Two herdsmen have been reported dead and more than 60 injured as a result of the continuing blizzard, which has hit northwest Xinjiang Uygur Autonomous Region since last October.
Local civil affairs department sources said, there are 50,000 herdsmen still stranded deep in the sea of snow in Qinghe, Fuyun and Jeminay counties, which suffered the heaviest snowstorms.
They said that 63,000 herdsmen are short of food and over 5,000 households need fuel in the disaster-affected areas.
The blizzards also caused the death of 4,240 head of livestock, and another 2.15 million are under threat by the extreme cold. Sources said that the snowfall is the heaviest in the Altay area in the past 50 years.

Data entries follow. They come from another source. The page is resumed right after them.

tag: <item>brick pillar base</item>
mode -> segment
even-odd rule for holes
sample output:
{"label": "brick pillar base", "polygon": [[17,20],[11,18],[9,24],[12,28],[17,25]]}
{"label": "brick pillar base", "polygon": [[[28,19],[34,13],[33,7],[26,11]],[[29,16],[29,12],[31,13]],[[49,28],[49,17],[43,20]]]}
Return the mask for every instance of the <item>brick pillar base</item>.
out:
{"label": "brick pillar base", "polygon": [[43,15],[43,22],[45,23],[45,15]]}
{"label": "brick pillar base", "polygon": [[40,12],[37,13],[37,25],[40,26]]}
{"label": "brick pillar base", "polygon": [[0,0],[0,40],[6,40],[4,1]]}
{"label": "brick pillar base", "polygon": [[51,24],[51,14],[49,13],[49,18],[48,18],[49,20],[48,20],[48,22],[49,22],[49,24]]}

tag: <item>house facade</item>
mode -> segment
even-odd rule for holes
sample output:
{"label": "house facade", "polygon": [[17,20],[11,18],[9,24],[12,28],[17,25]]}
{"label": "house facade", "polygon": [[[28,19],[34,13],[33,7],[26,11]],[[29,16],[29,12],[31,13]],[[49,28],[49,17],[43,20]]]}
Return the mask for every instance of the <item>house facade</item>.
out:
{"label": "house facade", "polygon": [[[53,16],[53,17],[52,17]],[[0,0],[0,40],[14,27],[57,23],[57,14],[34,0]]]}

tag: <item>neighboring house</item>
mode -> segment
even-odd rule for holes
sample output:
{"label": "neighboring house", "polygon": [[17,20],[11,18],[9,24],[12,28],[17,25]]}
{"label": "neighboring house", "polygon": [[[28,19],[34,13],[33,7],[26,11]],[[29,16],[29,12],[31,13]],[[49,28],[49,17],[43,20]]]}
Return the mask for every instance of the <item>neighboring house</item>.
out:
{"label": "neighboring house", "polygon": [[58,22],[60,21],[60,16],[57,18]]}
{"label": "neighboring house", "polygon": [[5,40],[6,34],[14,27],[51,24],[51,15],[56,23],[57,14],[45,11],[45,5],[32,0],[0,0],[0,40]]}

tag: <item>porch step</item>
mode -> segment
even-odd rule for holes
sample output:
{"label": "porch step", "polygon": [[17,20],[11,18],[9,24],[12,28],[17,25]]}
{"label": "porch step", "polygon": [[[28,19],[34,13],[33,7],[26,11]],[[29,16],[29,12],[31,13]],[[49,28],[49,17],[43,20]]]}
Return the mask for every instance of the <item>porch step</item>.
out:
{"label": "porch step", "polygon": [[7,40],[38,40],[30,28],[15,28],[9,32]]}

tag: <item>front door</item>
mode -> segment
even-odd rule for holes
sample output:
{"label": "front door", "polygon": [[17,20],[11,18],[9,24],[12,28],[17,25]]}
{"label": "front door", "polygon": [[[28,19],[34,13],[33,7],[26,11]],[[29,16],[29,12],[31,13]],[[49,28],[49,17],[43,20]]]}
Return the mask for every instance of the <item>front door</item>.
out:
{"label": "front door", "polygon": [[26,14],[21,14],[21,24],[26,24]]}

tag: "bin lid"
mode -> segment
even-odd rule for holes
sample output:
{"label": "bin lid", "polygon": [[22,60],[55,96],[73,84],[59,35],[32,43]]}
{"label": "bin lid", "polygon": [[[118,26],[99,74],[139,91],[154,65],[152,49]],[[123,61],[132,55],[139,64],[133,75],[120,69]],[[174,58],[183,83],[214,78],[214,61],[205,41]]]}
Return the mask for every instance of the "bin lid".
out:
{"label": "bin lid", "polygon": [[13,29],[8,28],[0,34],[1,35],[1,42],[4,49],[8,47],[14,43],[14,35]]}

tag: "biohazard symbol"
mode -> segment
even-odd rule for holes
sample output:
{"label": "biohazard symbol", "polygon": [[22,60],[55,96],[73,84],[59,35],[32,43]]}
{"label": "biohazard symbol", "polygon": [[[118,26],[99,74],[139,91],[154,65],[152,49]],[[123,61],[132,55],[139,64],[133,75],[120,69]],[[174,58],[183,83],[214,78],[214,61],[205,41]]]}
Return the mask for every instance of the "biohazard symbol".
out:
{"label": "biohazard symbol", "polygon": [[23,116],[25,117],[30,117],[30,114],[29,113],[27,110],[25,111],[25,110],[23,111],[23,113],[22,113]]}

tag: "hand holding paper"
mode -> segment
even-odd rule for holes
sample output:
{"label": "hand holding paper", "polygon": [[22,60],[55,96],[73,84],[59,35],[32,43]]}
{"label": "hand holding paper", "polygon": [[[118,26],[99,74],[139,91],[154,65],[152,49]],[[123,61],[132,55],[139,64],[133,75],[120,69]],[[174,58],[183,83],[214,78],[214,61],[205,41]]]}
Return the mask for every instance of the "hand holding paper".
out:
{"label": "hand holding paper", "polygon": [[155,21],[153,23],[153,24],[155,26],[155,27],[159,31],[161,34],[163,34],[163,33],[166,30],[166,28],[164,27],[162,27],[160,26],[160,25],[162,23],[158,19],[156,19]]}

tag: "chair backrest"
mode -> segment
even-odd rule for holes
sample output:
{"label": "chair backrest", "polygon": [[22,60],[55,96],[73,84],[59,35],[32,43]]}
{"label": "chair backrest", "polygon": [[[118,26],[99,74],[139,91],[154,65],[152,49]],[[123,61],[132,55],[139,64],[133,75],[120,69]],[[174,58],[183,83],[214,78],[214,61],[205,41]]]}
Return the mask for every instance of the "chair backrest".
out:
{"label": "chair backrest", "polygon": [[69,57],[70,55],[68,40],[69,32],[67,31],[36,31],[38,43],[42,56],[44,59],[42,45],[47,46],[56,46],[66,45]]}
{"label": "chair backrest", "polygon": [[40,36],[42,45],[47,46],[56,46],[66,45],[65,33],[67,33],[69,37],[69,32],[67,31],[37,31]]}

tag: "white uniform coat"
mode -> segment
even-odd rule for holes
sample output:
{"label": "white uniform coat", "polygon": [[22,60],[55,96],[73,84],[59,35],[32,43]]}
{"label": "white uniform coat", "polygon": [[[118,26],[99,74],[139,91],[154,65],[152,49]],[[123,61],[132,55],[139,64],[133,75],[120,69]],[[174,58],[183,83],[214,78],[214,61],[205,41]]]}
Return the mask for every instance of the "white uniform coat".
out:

The lowest temperature in the disaster-torn areas was a reported 45 degrees minus Celsius, and the depth of the snow has reached 70 centimeters in plain areas and 2.5 meters in mountainous areas, according to local meteorological sources.
The Altay area, covering 117,000 square km, is an important animal husbandry production base in Xinjiang. The biggest number of livestock in the area was over 4.8 million last year.
The current blizzards resulted in the starvation and freezing of those animals, a major source of revenue for Altay pasture area.
Groups of sheep have been seen digging in the snow trying to find dry grass. Most of the time, they failed, because serious drought and locusts last year have left almost nothing on the ground.
In some areas, people usually find their clothes bitten into by goats when they walk near the animals. “There is too little fodder, and the goats are extremely hungry,” said a local herdsman. The fodder he has stored has almost been eaten up by his 400 goats.
The Altay area has been hit by continuous snowfall, including 22 heavy ones, in the past 100 plus days since the first snowstorm hit the area on October 18 last year.
Mizan, director of the Animal Husbandry Administration of Altay area, said that they stored 940 million kg of grass and 96. 36 million kg of fodder before the coming of winter. The storage can help the area’s livestock through the winter and spring in normal years, the officials said.
However, the stored food will last only to the end of February because of the heavy snow.
Xinhua learned that in spite of the great disaster relief efforts, the area still needs more than 23,300 tons of grass and 18,000 more tons of fodder to feed all its livestock.
Meteorological sources predicted that heavy snow is also expected in the area in the early spring.